ELP is one of the original progressive rock bands with the original likely being King Crimson (Greg Lake's original band). Prog music is fun to trace because you can see influences inside and outside the genre even into pop music. The music industry is an interesting ecosystem that is always riding an edge between IP protection and creative license. When does a technique or a riff or lyric move from protected property to open source? And as most would agree, the music industry does not deal well with open source. :-) However, there are many examples of modern music openly using classical riffs from greats like Beethoven and Bach - so it does exist. And so it goes with the software industry - there are fits and starts with ISV's incorporating, developing, and contributing to open source but it is happening and becoming a larger and larger factor in ISV strategies. And thus it goes with BMC - we actually have, since Y2K, incorporated, developed, and made open source contributions - but generally not in a strategic context. Now we are.

In my last blog entry, I mentioned; "Such a strategy requires an infrastructure that narrows the distance between the platform provider and the developer community". This was an allusion to our BMC Developer Network which whurley announced at OSCON this week.

We've actually been semi-live with BMCDN for a couple of months, migrating the Remedy groups and also creating new forums aligned with our BSM strategy. We are also in the process of migrating the DevCon (a.k.a.: PATROL Developer Connection) to BMCDN. But, as you can tell, our release Open Source adapters at BMC is significant and, I believe, helps complete our ecosystem approach.

BMCDN is by no means perfect nor complete.  We had a choice to attempt sterile perfection or to get the word out and truly commit to having the developer community drive the structure and content of the BMCDN. We chose the latter. So we have an initial structure and we have some content, but I'm hopeful that a year from now we'll have something completely different that has been tailored and built in conjunction with our development community.
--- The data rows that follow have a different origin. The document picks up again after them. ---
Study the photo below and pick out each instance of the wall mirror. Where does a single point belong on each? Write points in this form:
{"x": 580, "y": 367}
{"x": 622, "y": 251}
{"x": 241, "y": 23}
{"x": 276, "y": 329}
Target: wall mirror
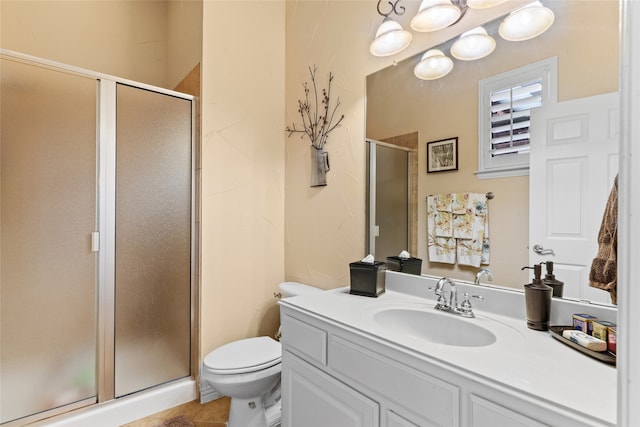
{"x": 585, "y": 40}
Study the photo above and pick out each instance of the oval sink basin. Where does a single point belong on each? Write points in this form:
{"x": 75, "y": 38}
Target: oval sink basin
{"x": 435, "y": 327}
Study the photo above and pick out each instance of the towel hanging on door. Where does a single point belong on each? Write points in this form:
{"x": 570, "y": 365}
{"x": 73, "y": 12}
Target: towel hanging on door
{"x": 604, "y": 268}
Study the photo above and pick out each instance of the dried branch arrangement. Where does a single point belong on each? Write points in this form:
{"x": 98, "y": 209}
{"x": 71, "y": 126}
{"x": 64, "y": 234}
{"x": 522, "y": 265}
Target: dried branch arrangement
{"x": 316, "y": 112}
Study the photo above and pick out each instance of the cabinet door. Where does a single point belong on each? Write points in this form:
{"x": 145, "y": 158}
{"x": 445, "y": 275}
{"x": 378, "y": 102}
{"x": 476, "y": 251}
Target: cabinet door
{"x": 395, "y": 420}
{"x": 311, "y": 398}
{"x": 485, "y": 413}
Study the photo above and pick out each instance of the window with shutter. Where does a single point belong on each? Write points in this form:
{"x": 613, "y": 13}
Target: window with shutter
{"x": 504, "y": 116}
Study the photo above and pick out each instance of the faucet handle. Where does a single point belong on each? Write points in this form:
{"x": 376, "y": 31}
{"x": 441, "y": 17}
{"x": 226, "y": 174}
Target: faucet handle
{"x": 442, "y": 300}
{"x": 465, "y": 307}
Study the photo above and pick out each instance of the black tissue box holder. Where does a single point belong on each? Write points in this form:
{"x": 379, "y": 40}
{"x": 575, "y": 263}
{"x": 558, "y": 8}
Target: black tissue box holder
{"x": 405, "y": 265}
{"x": 367, "y": 279}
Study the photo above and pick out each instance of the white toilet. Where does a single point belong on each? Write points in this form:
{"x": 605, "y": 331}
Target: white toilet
{"x": 248, "y": 371}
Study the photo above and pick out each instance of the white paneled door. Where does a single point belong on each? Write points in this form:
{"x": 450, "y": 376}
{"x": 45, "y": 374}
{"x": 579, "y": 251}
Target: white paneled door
{"x": 574, "y": 160}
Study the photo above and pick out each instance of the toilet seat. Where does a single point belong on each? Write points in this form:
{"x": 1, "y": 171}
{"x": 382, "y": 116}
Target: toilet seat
{"x": 246, "y": 355}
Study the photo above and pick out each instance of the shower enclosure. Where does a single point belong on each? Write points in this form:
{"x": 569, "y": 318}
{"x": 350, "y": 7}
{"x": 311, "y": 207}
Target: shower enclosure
{"x": 96, "y": 238}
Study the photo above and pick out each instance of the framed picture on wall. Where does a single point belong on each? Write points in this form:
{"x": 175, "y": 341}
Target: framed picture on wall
{"x": 442, "y": 155}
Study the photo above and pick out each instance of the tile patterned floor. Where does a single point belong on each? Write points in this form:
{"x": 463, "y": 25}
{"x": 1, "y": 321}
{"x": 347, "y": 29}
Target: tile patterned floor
{"x": 211, "y": 414}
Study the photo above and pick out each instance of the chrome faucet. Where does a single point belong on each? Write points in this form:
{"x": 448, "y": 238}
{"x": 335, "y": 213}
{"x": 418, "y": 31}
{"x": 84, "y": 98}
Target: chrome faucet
{"x": 483, "y": 272}
{"x": 442, "y": 303}
{"x": 452, "y": 306}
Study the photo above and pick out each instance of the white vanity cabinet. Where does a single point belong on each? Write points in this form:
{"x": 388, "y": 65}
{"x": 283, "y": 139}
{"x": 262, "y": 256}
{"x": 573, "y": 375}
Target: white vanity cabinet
{"x": 334, "y": 375}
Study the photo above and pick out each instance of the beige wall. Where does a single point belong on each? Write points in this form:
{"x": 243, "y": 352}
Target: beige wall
{"x": 184, "y": 39}
{"x": 399, "y": 103}
{"x": 325, "y": 226}
{"x": 242, "y": 169}
{"x": 122, "y": 38}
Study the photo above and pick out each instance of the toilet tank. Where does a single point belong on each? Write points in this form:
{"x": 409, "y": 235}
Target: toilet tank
{"x": 293, "y": 289}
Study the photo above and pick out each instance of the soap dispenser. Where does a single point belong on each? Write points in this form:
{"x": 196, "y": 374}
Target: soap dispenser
{"x": 537, "y": 298}
{"x": 550, "y": 280}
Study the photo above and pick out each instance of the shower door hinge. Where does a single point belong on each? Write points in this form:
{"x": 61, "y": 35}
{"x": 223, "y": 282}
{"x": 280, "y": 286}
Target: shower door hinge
{"x": 95, "y": 241}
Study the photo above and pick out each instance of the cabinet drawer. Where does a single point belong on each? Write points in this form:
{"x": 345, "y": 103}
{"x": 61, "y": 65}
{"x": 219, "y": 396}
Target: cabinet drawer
{"x": 425, "y": 400}
{"x": 306, "y": 340}
{"x": 485, "y": 413}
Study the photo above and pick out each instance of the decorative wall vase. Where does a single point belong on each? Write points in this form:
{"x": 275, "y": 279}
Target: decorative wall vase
{"x": 319, "y": 167}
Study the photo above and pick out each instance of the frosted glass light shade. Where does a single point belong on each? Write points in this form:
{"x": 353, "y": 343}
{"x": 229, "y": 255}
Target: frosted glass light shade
{"x": 473, "y": 44}
{"x": 434, "y": 15}
{"x": 527, "y": 22}
{"x": 390, "y": 39}
{"x": 483, "y": 4}
{"x": 433, "y": 65}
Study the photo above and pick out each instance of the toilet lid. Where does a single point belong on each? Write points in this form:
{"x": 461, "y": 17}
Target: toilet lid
{"x": 250, "y": 354}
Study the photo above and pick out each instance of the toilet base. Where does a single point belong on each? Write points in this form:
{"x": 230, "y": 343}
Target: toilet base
{"x": 252, "y": 413}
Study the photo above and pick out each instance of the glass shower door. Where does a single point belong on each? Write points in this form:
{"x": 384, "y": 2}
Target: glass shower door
{"x": 152, "y": 239}
{"x": 47, "y": 216}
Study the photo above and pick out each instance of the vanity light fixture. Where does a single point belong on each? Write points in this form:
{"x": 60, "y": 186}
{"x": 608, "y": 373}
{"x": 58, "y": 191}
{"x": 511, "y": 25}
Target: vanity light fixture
{"x": 483, "y": 4}
{"x": 473, "y": 44}
{"x": 391, "y": 38}
{"x": 526, "y": 22}
{"x": 435, "y": 15}
{"x": 433, "y": 65}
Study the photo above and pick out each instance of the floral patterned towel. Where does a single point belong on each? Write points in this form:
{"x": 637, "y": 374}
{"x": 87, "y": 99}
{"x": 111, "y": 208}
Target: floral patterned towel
{"x": 458, "y": 228}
I would like to acknowledge the hard work over the past year by people on my team including Ken Beck, David Fiel, Joe Vodvarka, Scott Powell, and Luis Laborda in getting this BMCDN ready. This not only included development of the infrastructure, but also included getting the open source adapters built, licensing schemes debated and agreed, and coordination with R&D and Marketing.

I'm excited about what we have and more excited about where our development community will take it. Come and join the show -- the BMC Developer Network developer.bmc.com!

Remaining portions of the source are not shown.